Dante : Je ne sais pas ce qui s’est passé la saison dernière mais je peux vous dire que le niveau de jeu atteint par Charleroi en ce moment me satisfait. On sent qu’il y a de la structure derrière tout cela et c’est important si on veut arriver en Coupe d’Europe.

Le coach a affirmé que le noyau manquait de concurrence. D’accord avec cette analyse ?

Dante : Encore une fois, c’est difficile à dire car je n’étais pas là en début de championnat mais c’est vrai que, depuis que je suis arrivé, je n’ai pas l’impression qu’il faut tout écraser sur son passage pour être titulaire.

Orlando : La concurrence, c’est bien mais à condition qu’elle soit saine. La force de Charleroi, c’est aussi que tout le monde s’entend bien.

Comment jugez-vous votre parcours personnel jusqu’ici ?

Orlando : Mon début de saison n’était pas bon. Je manquais de confiance en moi. Pourquoi ? Je n’en sais rien mais ce n’était pas bien grave. Je pense que tout joueur de football passe par des moments pareils. Le coach m’a beaucoup aidé, il n’a cessé de me parler. Depuis quelques semaines, je marque à nouveau des buts importants pour l’équipe.

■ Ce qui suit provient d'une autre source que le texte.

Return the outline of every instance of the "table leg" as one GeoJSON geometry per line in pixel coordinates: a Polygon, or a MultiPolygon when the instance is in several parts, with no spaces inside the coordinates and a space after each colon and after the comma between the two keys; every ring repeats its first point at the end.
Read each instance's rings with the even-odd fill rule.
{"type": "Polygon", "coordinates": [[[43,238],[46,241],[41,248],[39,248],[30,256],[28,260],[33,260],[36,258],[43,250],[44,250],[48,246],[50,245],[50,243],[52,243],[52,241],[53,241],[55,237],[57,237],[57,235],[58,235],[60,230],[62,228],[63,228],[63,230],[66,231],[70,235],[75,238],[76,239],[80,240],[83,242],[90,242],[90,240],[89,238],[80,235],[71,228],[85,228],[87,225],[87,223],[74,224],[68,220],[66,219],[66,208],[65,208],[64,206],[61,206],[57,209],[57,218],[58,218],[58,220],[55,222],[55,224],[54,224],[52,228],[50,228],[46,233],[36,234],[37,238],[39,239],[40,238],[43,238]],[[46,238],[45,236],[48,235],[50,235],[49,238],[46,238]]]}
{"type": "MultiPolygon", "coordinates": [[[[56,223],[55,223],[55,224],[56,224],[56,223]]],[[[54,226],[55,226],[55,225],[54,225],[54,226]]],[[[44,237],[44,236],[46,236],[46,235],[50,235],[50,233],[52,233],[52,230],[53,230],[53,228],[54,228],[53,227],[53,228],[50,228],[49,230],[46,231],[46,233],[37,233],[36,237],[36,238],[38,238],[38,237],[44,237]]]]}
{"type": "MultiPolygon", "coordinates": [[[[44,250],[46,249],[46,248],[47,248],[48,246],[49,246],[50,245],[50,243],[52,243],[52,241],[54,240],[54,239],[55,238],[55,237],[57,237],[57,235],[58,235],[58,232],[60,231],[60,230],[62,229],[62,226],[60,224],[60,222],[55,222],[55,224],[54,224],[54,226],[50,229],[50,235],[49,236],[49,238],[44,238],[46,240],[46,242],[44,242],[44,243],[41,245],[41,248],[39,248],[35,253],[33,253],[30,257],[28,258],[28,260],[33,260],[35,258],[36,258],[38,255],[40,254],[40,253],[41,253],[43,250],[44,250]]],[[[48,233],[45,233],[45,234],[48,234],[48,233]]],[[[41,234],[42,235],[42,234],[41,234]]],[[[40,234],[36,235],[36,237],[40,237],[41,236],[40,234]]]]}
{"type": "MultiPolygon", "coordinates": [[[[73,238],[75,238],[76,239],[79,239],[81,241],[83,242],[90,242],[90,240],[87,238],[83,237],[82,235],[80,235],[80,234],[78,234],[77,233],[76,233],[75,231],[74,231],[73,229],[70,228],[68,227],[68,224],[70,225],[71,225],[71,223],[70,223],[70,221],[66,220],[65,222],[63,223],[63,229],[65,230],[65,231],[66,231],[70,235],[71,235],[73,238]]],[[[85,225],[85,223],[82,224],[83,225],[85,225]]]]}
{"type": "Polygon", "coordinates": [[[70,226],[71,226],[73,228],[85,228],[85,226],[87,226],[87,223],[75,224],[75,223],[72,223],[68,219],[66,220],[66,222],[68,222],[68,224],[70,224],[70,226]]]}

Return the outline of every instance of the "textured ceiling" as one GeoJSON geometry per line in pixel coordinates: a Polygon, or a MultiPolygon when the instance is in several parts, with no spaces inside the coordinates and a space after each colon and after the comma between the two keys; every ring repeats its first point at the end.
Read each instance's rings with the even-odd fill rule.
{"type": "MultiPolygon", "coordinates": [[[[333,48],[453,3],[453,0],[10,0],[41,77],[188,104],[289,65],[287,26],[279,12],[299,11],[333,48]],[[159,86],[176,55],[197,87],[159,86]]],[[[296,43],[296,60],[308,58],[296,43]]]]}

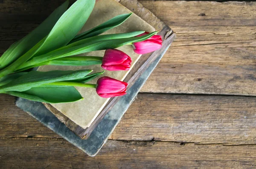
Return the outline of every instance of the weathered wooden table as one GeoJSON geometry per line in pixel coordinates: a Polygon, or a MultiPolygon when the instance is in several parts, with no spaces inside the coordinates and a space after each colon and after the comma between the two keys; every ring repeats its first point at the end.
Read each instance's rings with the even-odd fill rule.
{"type": "MultiPolygon", "coordinates": [[[[0,0],[0,53],[64,1],[0,0]]],[[[0,168],[256,167],[256,2],[140,2],[177,38],[98,155],[0,95],[0,168]]]]}

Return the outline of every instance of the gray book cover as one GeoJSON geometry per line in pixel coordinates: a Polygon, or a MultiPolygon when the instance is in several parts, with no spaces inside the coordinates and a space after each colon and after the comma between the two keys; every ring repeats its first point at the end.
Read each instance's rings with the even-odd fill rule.
{"type": "MultiPolygon", "coordinates": [[[[175,37],[173,36],[173,39],[175,37]]],[[[70,130],[40,102],[18,98],[16,105],[90,156],[94,156],[107,141],[140,90],[165,53],[169,45],[152,62],[109,111],[87,140],[82,140],[70,130]]]]}

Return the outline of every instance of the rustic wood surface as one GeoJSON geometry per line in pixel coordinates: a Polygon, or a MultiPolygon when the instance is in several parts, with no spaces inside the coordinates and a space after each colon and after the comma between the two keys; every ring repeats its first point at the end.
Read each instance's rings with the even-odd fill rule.
{"type": "MultiPolygon", "coordinates": [[[[0,0],[0,54],[64,1],[0,0]]],[[[163,93],[140,94],[93,158],[0,95],[0,169],[255,168],[256,2],[140,2],[177,33],[141,91],[163,93]]]]}

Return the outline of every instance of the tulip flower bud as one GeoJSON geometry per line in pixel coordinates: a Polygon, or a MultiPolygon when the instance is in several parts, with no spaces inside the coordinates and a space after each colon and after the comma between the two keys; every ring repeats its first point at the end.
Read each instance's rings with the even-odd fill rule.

Je ne suis plus qu’à une réalisation de mon total de la saison dernière.

Dante : On peut évidemment toujours faire mieux mais j’ai chaque fois quitté le terrain avec la satisfaction d’avoir donné le maximum de moi-même. Pour couronner le tout, il me manque juste un but. Oui, même les défenseurs aiment marquer. C’est une preuve de leur apport offensif, tout comme un attaquant doit savoir défendre. Je sens aussi que je manque encore un peu de rythme. A cet égard, les semaines à trois matches me font beaucoup de bien.